Tuesday, July 27, 2010. Texas: Another Look. The Old Pueblo. Mary Ann called the producer at WFAA-TV in Dallas to cancel our planned appearance on its daytime newsmagazine show Thursday. She was taken aback--but not surprised--that the producer seemed angry about it. Mary Ann was herself a television producer in her twenties, and understood the pique. She said that the trip to Texas was definitely off now, because we'd burned our bridges with at least that television station.
But she's still trying to save the trip somehow. This, I learned, was because she'd cut a deal with the Mansion on Turtle Creek--one of the swankiest hotels in Big D--for us to stay there one night for an unrefundable $235. Mary Ann collects hotel experiences the way I investigate restaurants. I told her to forget about it, because unless we left immediately there was no way we would do anything but drive hundred of miles, be on television (which requires two hours of waiting before one's five minutes of air time), sleep, and maybe have dinner. This is more like work than work, and the whole point of the entire trip was to take a little vacation.
I thought she agreed to just let it go, and I resumed my normal routines. But it came up again at dinner. Mary Leigh said she wouldn't be joining us, and Mary Ann said she didn't want to eat, really. So I could pick the place. I was pretty hungry, and because I've written a lot about pizza lately, it was on my mind. I suggested the Mellow Mushroom, a chain we sampled much too soon after it opened but not since. Sure, she said.
The host was already leading us to the table at the Mellow Mushroom when MA stopped dead in her tracks, wheeled around, and said that she suddenly had another idea for dinner, after all. She thought we should go across the highway to La Puebla Vieja. I threw up my hands and just went along.
La Puebla Vieja opened about eight months ago in what had been an old, worn-out restaurant on Causeway Boulevard. Its last tenant was the ill-fated North Shore edition of R&O's; before that, and more famously, it was Gallagher's. I had it figured for a teardown, but these Pueblo Vieja folks came in and spent a lot of time and money renovating the place. For months afterward, it was packed all the time. The Marys went after a couple of weeks and came back with a very bad report. So we left it alone.
It's not so busy anymore, which I interpret as time for me to take a look. The premises looked terrific, the menu sounded very interesting (there was mole poblano on the menu!), and the waitress let us know that the owners and staff were not actually Mexican but Honduran. More and more interesting.
It went downhill from there. The salsa was so mild that even after adding the muy caliente green chile sauce I requested from the kitchen, it still wasn't what I'd call spicy. The waitress came by and made guacamole right there at the table. Like the salsa, it was amazingly low on flavor. I rarely leave guacamole behind, but we weren't interested in finishing it.

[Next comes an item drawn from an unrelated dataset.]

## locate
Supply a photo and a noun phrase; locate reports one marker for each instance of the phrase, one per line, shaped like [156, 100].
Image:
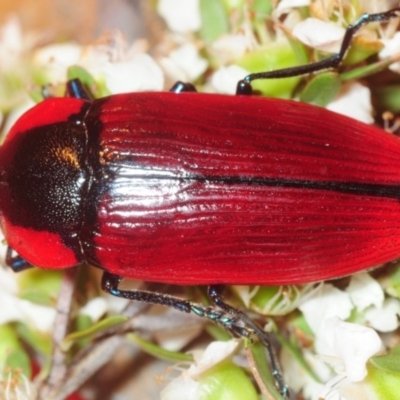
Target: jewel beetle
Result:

The entrees were a bit better. I take any opportunity to have a dish made with mole poblano, and here it was, slathered over cubes of chicken bread. It was okay, but it gets no prizes for looks. Mary Ann had pollo pibil--a classic dish from Yucatan, not much seen around New Orleans. I had it in Cozumel on our last trip there. This was not up to that level. And not bad. But nothing special.
When a restaurant disappoints me, sometimes I get mad. Other times I write it off as a bad night. And then there are the restaurants I feel sorry for. We both felt that way about this one. I hope it keeps going long enough to come around. I'd love to have this kind of grass-roots Latin food on the North Shore.
La Puebla Vieja. Covington: 1630 N. US 190. 985-892-5606.